Re: explain to me the diff. types of distortion?
Technically, as it pertains to guitar, all forms of distortion are simply different flavors of the same thing -
clipping. So, what is clipping? Its literally the "chopping off" of the top of a waveform.
Here's a sine wave:
Here's that same wave driven to the point of clipping:
In the second image, I enhanced the green line to make it easier to see.
In all these cases, you start with a signal, your guitar, you then apply it to the input of an amplifier stage, whether its a guitar amp, or a pedal. Then, as you increase the input signal, you reach a point where the output section has hit the limits of the power supply. It can't go any higher regardless of how much signal you put in - and "clips".
The manner in which you achieve this clipping, determines the way it sounds, and thus, the adjective used to describe it.
In a tube amp, the electrons flow from a plate, (cathode), through a grid, to a another plate, (anode), through a vacuum, in the form of an "electron cloud" so to speak. Because it is a cloud, it has "soft" clipping characteristics. This is what makes tube clipping so desirable.
In a solid-state amp, the signal flows across a pn juntion, which is basically two chemicals bonded together. The clipping characteristics of transistors is fairly harsh.
In a distortion pedal, the signal is driven across a pair of diodes that go to ground. A diode doesn't "turn-on" electrically until you exceed approximately 600-700 millivolts. (about 300 for older germanium diodes.) As you drive the input signal harder across these diodes, you eventually hit their turn-on threshold, and they route the excess signal to ground - clipping off the top of the waveform, and creating the distorted signal.
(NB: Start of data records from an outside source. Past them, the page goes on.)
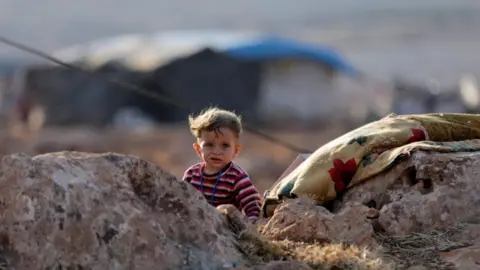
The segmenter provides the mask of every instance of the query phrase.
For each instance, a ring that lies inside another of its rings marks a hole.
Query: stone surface
[[[458,222],[480,222],[480,153],[415,152],[392,170],[353,187],[337,203],[380,211],[378,224],[405,235]]]
[[[373,244],[369,218],[376,213],[372,212],[377,211],[352,203],[332,214],[308,198],[299,198],[280,205],[262,233],[277,240]]]
[[[255,266],[251,270],[311,270],[312,268],[306,263],[299,261],[272,261],[265,265]]]
[[[5,156],[0,259],[14,269],[221,269],[228,224],[159,167],[116,154]]]
[[[457,270],[480,269],[480,245],[442,252],[441,257],[452,263]]]

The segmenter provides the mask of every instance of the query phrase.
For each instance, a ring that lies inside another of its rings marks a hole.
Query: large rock
[[[347,204],[339,213],[332,214],[309,198],[299,198],[280,205],[263,234],[276,240],[371,245],[375,241],[370,218],[377,215],[378,211],[359,203]]]
[[[221,269],[242,262],[225,219],[200,193],[134,157],[6,156],[0,218],[0,261],[14,269]]]
[[[392,170],[353,187],[337,203],[380,211],[378,225],[405,235],[458,222],[480,222],[480,153],[415,152]]]

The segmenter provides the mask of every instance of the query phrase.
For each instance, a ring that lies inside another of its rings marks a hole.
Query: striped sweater
[[[205,199],[214,207],[233,204],[247,217],[260,216],[260,194],[248,174],[236,163],[230,162],[220,176],[203,173],[203,167],[204,163],[197,163],[188,168],[183,176],[183,181],[190,183],[200,192],[203,189]],[[217,178],[218,185],[215,185]]]

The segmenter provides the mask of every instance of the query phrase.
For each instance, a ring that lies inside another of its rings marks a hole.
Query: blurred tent
[[[127,81],[198,111],[236,110],[251,121],[315,125],[338,116],[340,77],[360,73],[333,49],[252,32],[173,31],[74,45],[53,54]],[[123,107],[158,122],[185,113],[119,86],[53,65],[22,72],[25,93],[44,107],[46,124],[110,124]]]

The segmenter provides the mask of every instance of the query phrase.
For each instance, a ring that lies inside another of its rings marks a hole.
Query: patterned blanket
[[[391,114],[359,127],[323,145],[275,183],[264,198],[264,216],[270,216],[285,198],[332,201],[416,150],[479,151],[480,114]]]

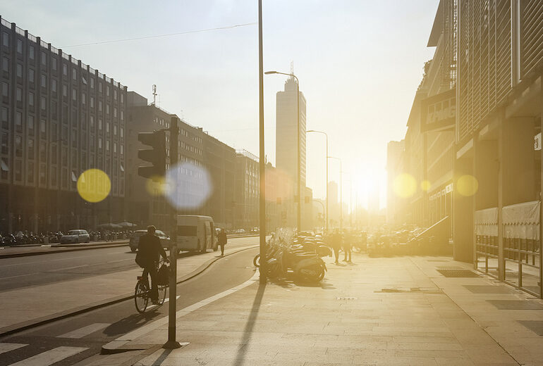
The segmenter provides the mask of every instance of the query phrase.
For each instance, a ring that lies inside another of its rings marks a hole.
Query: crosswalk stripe
[[[21,347],[24,347],[25,346],[28,346],[28,345],[23,344],[23,343],[0,343],[0,353],[5,353],[6,352],[9,352],[10,351],[16,350],[17,348],[20,348]]]
[[[85,347],[57,347],[29,357],[9,366],[49,366],[89,348]]]
[[[106,328],[109,325],[109,323],[94,323],[91,324],[90,325],[87,325],[87,327],[83,327],[83,328],[80,328],[72,332],[68,332],[68,333],[65,333],[61,336],[57,336],[57,337],[74,339],[83,338],[85,336],[87,336],[91,333],[94,333],[94,332],[98,332],[99,330],[102,330],[104,328]]]

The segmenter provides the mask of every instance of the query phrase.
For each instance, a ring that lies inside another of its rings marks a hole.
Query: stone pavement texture
[[[224,253],[254,246],[226,246]],[[178,259],[178,281],[203,270],[219,256],[220,252],[209,251]],[[47,255],[43,258],[47,260]],[[126,271],[3,291],[0,333],[133,295],[141,274],[141,268],[134,263],[134,268]]]
[[[543,311],[499,310],[487,300],[542,301],[488,277],[436,271],[470,265],[444,257],[355,255],[345,265],[326,259],[319,286],[264,286],[255,277],[227,296],[179,310],[178,340],[190,342],[185,347],[160,348],[167,339],[162,322],[123,339],[130,339],[123,342],[127,348],[146,351],[82,365],[543,365],[543,337],[518,322],[543,320]],[[474,285],[491,293],[474,294]]]

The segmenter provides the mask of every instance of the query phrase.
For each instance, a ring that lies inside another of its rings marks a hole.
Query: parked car
[[[130,242],[128,244],[130,246],[130,250],[132,251],[132,253],[135,253],[136,250],[138,250],[138,246],[140,244],[140,236],[143,236],[144,234],[147,234],[147,230],[136,230],[132,234],[130,237]],[[171,241],[170,240],[170,237],[164,234],[164,232],[161,230],[157,230],[154,232],[154,234],[160,239],[160,244],[162,244],[163,248],[165,249],[169,248],[170,242]]]
[[[88,243],[90,241],[90,236],[87,230],[78,229],[77,230],[70,230],[66,235],[61,236],[61,244],[71,244],[74,243]]]

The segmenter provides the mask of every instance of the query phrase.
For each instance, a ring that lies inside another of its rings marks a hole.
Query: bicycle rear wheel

Each of these methods has its own tonal characteristics, and pros and cons. The "con" of tube saturation is that it, ideally, must be obtained by overdriving the amplifier, and thus happens only at loud volume. Virtually all overdrive, distortion, and fuzz pedals use slightly different means to achieve this at lower volumes.
A solid-state amp clipping, is simply being destroyed. :evil:
Not desirable.
Hope this wasn't
too long-winded.
Edit: Just one quick last thing. The main difference between an overdrive pedal, and a fuzz/distortion pedal, is that in the latter, the actual clipping takes place in the pedal. That clipped signal is then passed on to the amplifier. In an overdrive pedal, the signal is overdriven, or amplified, so that it overpowers the preamp section of the amp. The clipping happens in the amp, but in an input section, so that you still have control over the overall volume.
Two different ways of obtaining the same thing.